The Maine Center for Disease Control and Prevention on Saturday reported 58 new cases of COVID-19 and four additional deaths, adding to a continued rise in the seven-day average, which now stands at 36.4 cases.
A week ago, the seven-day average of new daily cases was 17.1. The past week’s increase brings averages closer to where they were in late October – above where they were at their lowest last summer, but far from the peaks that Maine saw in January and April. The all-time highest seven-day average in Maine was 624 cases, on Jan. 15.
Maine’s cumulative COVID-19 cases rose to 69,474 on Saturday. Of those, 50,812 have been confirmed by testing and 18,662 are considered probable cases of COVID-19. The 14-day average was 28.9 daily cases.

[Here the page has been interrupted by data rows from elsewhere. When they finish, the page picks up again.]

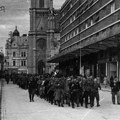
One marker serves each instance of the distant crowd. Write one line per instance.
(74, 91)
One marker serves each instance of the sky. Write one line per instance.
(16, 14)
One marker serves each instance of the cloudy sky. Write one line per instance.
(16, 14)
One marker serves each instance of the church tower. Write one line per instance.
(39, 12)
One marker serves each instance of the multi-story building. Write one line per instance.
(16, 51)
(90, 38)
(44, 27)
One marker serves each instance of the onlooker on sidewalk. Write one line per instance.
(114, 89)
(105, 81)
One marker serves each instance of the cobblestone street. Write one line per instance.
(16, 106)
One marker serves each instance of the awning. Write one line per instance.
(95, 47)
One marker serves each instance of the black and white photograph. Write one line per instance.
(59, 59)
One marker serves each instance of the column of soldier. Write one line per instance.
(73, 91)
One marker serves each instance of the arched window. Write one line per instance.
(41, 3)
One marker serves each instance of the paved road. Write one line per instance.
(16, 106)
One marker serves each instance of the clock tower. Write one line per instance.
(39, 12)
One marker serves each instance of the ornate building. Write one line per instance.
(44, 26)
(90, 38)
(16, 52)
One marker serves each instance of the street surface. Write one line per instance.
(16, 106)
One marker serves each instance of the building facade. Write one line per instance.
(16, 53)
(90, 38)
(43, 29)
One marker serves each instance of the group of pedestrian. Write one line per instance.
(72, 90)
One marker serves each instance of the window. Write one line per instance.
(23, 63)
(14, 63)
(23, 54)
(41, 3)
(86, 26)
(71, 5)
(14, 54)
(112, 7)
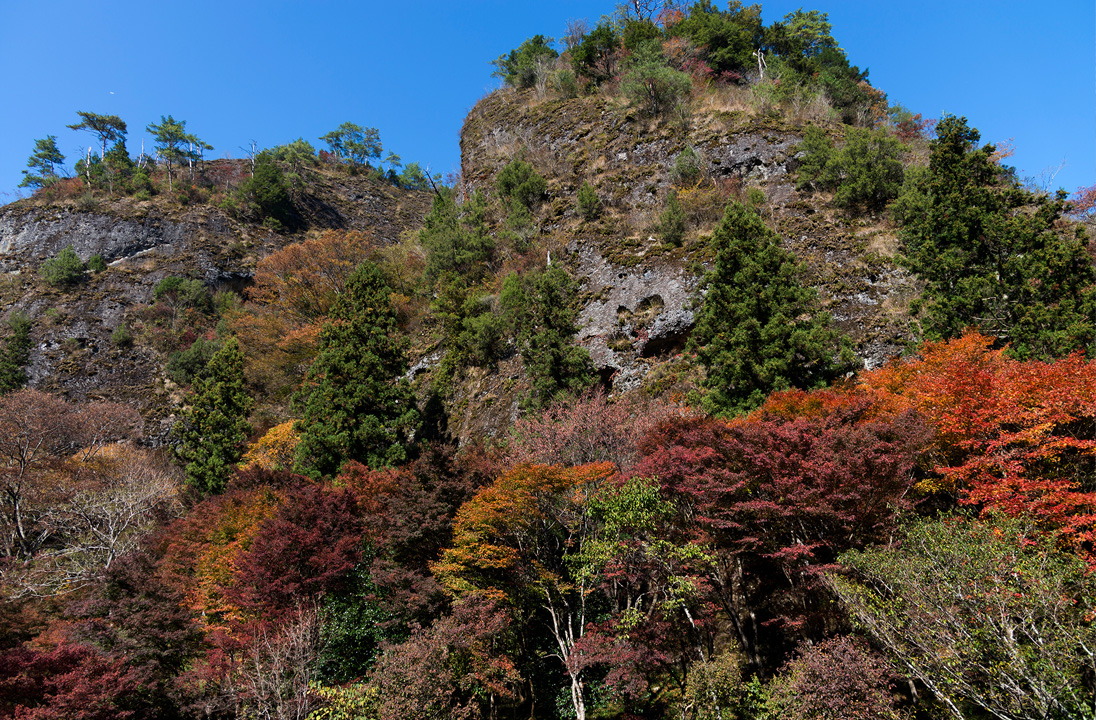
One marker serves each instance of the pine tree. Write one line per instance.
(16, 353)
(213, 430)
(539, 308)
(760, 328)
(993, 255)
(355, 403)
(43, 164)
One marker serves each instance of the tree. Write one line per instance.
(43, 164)
(64, 270)
(298, 156)
(993, 255)
(354, 143)
(456, 669)
(355, 403)
(521, 67)
(840, 677)
(16, 353)
(37, 434)
(866, 172)
(726, 40)
(213, 426)
(589, 429)
(990, 617)
(518, 181)
(778, 498)
(101, 507)
(594, 56)
(1011, 436)
(513, 540)
(672, 221)
(760, 328)
(306, 550)
(651, 83)
(35, 431)
(539, 308)
(172, 143)
(266, 193)
(456, 238)
(107, 128)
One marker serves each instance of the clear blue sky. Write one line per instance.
(238, 70)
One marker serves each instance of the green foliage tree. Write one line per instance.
(651, 83)
(993, 255)
(43, 164)
(172, 143)
(520, 67)
(354, 143)
(355, 403)
(809, 55)
(106, 128)
(518, 181)
(866, 172)
(539, 307)
(413, 178)
(16, 353)
(589, 204)
(213, 426)
(760, 328)
(727, 40)
(993, 620)
(688, 169)
(593, 58)
(297, 157)
(456, 238)
(672, 221)
(63, 270)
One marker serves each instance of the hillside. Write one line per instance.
(715, 386)
(143, 242)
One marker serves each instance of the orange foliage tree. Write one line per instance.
(274, 450)
(1012, 436)
(516, 541)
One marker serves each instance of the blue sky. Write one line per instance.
(271, 71)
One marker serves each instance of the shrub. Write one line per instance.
(566, 82)
(520, 181)
(122, 336)
(818, 152)
(520, 68)
(593, 57)
(590, 205)
(186, 365)
(540, 310)
(653, 84)
(183, 293)
(672, 221)
(16, 353)
(65, 269)
(760, 328)
(687, 169)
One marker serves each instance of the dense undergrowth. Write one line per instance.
(795, 538)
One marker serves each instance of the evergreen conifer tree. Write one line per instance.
(43, 164)
(16, 353)
(214, 425)
(993, 255)
(540, 310)
(355, 403)
(760, 328)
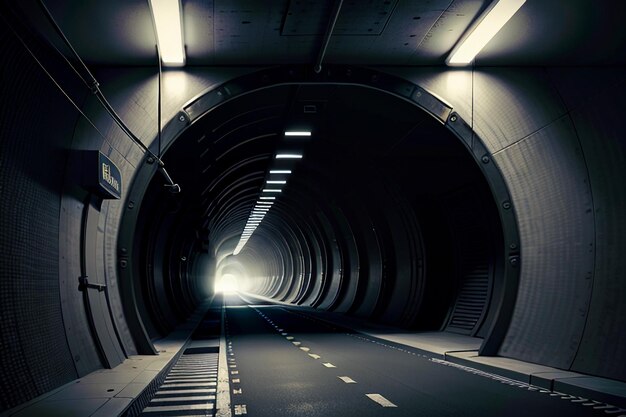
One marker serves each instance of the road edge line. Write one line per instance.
(222, 402)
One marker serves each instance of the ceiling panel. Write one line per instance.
(368, 32)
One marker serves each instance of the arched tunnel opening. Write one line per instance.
(313, 212)
(386, 217)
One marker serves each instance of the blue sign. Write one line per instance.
(109, 177)
(100, 175)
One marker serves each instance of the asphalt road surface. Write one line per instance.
(285, 362)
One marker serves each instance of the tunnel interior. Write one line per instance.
(484, 202)
(386, 216)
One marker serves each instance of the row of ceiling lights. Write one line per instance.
(167, 18)
(277, 179)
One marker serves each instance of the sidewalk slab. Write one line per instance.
(109, 392)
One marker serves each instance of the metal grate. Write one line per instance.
(189, 388)
(473, 245)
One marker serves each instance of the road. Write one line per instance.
(285, 362)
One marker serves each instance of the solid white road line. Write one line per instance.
(380, 400)
(222, 403)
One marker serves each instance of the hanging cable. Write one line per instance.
(51, 77)
(159, 100)
(94, 86)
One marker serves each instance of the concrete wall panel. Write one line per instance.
(547, 177)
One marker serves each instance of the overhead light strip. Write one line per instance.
(494, 19)
(169, 30)
(297, 133)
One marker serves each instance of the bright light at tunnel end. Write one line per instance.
(227, 283)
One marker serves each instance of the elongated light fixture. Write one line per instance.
(169, 29)
(299, 133)
(494, 19)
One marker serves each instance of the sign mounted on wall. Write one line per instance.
(101, 175)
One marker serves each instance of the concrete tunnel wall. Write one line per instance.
(554, 133)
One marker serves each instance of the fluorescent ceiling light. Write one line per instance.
(168, 24)
(492, 22)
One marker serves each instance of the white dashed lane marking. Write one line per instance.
(380, 400)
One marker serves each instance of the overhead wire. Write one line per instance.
(94, 86)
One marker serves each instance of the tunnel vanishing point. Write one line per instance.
(310, 162)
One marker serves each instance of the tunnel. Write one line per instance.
(316, 212)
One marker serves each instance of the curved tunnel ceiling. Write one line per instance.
(375, 220)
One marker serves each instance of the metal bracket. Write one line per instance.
(83, 284)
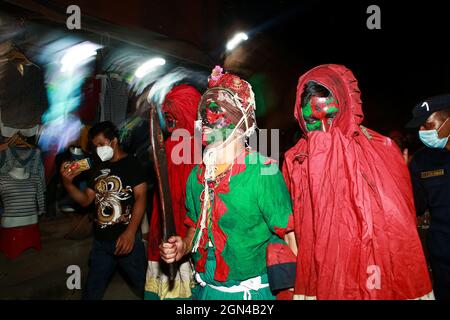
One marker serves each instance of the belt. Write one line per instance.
(245, 286)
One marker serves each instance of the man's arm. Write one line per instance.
(83, 198)
(125, 242)
(291, 241)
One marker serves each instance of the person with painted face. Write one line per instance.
(238, 209)
(119, 190)
(430, 172)
(180, 111)
(352, 200)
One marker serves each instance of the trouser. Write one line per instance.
(439, 249)
(103, 263)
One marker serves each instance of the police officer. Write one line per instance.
(430, 171)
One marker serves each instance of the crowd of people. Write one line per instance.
(338, 220)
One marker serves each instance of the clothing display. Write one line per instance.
(181, 104)
(239, 211)
(354, 213)
(113, 183)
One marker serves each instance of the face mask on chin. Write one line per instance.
(105, 153)
(431, 139)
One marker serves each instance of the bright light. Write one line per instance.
(78, 55)
(236, 40)
(149, 66)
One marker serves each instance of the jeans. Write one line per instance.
(103, 263)
(439, 248)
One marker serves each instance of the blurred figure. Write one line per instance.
(430, 171)
(401, 141)
(180, 112)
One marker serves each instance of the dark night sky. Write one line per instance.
(396, 66)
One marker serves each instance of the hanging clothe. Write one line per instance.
(23, 200)
(113, 98)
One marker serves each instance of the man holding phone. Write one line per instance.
(119, 190)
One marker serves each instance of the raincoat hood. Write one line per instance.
(344, 87)
(182, 102)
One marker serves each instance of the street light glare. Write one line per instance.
(236, 40)
(149, 66)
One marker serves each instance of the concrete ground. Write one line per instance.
(42, 275)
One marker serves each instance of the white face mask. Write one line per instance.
(105, 153)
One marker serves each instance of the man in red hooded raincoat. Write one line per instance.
(180, 112)
(354, 214)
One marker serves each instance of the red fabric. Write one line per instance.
(181, 102)
(14, 241)
(353, 205)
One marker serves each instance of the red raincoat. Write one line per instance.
(353, 206)
(181, 102)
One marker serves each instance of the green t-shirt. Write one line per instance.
(251, 207)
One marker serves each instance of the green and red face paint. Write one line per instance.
(319, 113)
(216, 125)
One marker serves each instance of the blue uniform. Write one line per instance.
(430, 172)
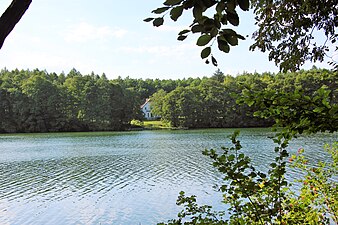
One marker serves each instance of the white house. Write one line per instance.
(146, 110)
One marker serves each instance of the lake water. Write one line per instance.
(120, 177)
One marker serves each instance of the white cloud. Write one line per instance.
(84, 32)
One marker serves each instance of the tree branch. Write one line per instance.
(11, 17)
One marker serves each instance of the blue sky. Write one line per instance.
(109, 36)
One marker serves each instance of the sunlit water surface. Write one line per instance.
(120, 177)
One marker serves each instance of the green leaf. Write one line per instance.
(172, 2)
(197, 29)
(244, 4)
(197, 12)
(220, 7)
(183, 32)
(214, 61)
(160, 10)
(231, 39)
(158, 22)
(223, 45)
(176, 12)
(203, 40)
(205, 52)
(182, 37)
(148, 19)
(233, 18)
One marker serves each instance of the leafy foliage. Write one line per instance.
(36, 101)
(212, 29)
(291, 31)
(294, 99)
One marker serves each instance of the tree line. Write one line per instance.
(38, 101)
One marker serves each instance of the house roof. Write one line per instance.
(147, 100)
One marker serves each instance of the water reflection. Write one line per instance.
(116, 178)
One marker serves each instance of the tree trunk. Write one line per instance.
(11, 17)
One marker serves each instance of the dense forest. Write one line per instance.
(38, 101)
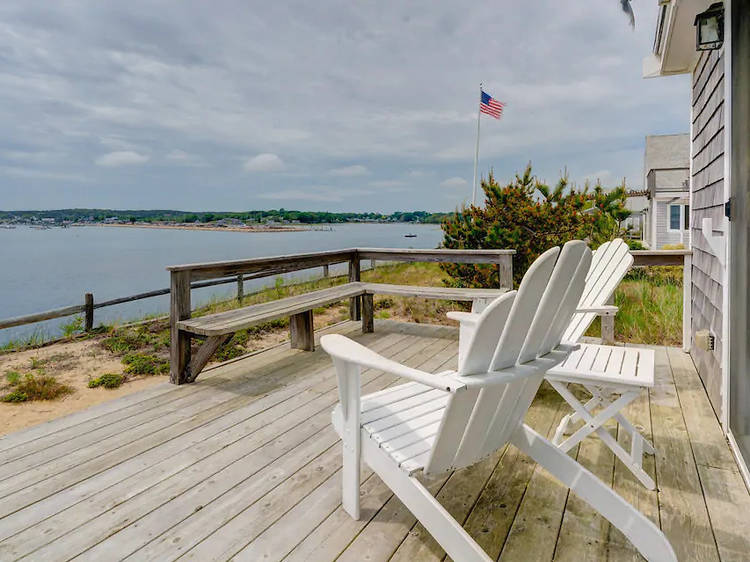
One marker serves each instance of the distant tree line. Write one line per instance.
(276, 215)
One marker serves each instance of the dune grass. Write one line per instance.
(650, 307)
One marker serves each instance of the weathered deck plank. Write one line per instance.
(222, 449)
(245, 464)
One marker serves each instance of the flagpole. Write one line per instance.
(476, 151)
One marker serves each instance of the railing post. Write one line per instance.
(240, 288)
(687, 325)
(354, 275)
(505, 272)
(179, 309)
(608, 325)
(88, 302)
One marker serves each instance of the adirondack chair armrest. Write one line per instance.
(505, 376)
(470, 318)
(341, 347)
(605, 310)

Eight hundred eighty-two people have died with COVID-19 in Maine since the pandemic began. Information about the four people reported Saturday to have died was not provided by the Maine CDC.
The University of Maine System, meanwhile, is planning to require COVID-19 vaccinations for staff and students once existing vaccines receive final approval from the Food and Drug Administration. The Pfizer, Moderna and Johnson & Johnson vaccines now have emergency use authorization from federal authorities.
Officials with the university system said the vaccine requirement would work in tandem with testing and quarantine restrictions to ensure a safer fall semester. The University of Maine System is planning a more traditional fall term, with most classes held in person.
“We want to make it clear as we prepare to start the academic year that in fact when a vaccine has regular approval we will in fact be requiring it,” Chancellor Dannel Malloy said in an announcement Friday. “It also ties to the fact students will be showing up relatively soon. The bulk of them will be with us in late August and we want to be very clear. If regular approval is granted at some point, then vaccination will be required. Don’t wait and have to scramble.”
By Saturday morning, Maine had given 801,238 people the final dose of a COVID-19 vaccine. Among people 12 and older, the population currently eligible for vaccination, 67.66 percent are now fully vaccinated.
County by county as of Saturday, there had been 8,460 coronavirus cases in Androscoggin, 1,928 in Aroostook, 17,333 in Cumberland, 1,400 in Franklin, 1,386 in Hancock, 6,643 in Kennebec, 1,164 in Knox, 1,093 in Lincoln, 3,667 in Oxford, 6,394 in Penobscot, 593 in Piscataquis, 1,477 in Sagadahoc, 2,296 in Somerset, 1,068 in Waldo, 950 in Washington and 13,622 in York.
By age, 18.9 percent of patients were under 20, while 18.2 percent were in their 20s, 15.2 percent were in their 30s, 13.4 percent were in their 40s, 14.5 percent were in their 50s, 10.2 percent were in their 60s, 5.3 percent were in their 70s, and 4.2 percent were 80 or older.
Maine hospitals on Saturday had 27 patients with COVID-19, of whom 11 were in intensive care and four were on ventilators.
Around the world on Saturday evening, there were 189.8 million known cases of COVID-19 and 4.07 million deaths, according to Johns Hopkins University. The United States had over 34 million cases and 608,870 deaths.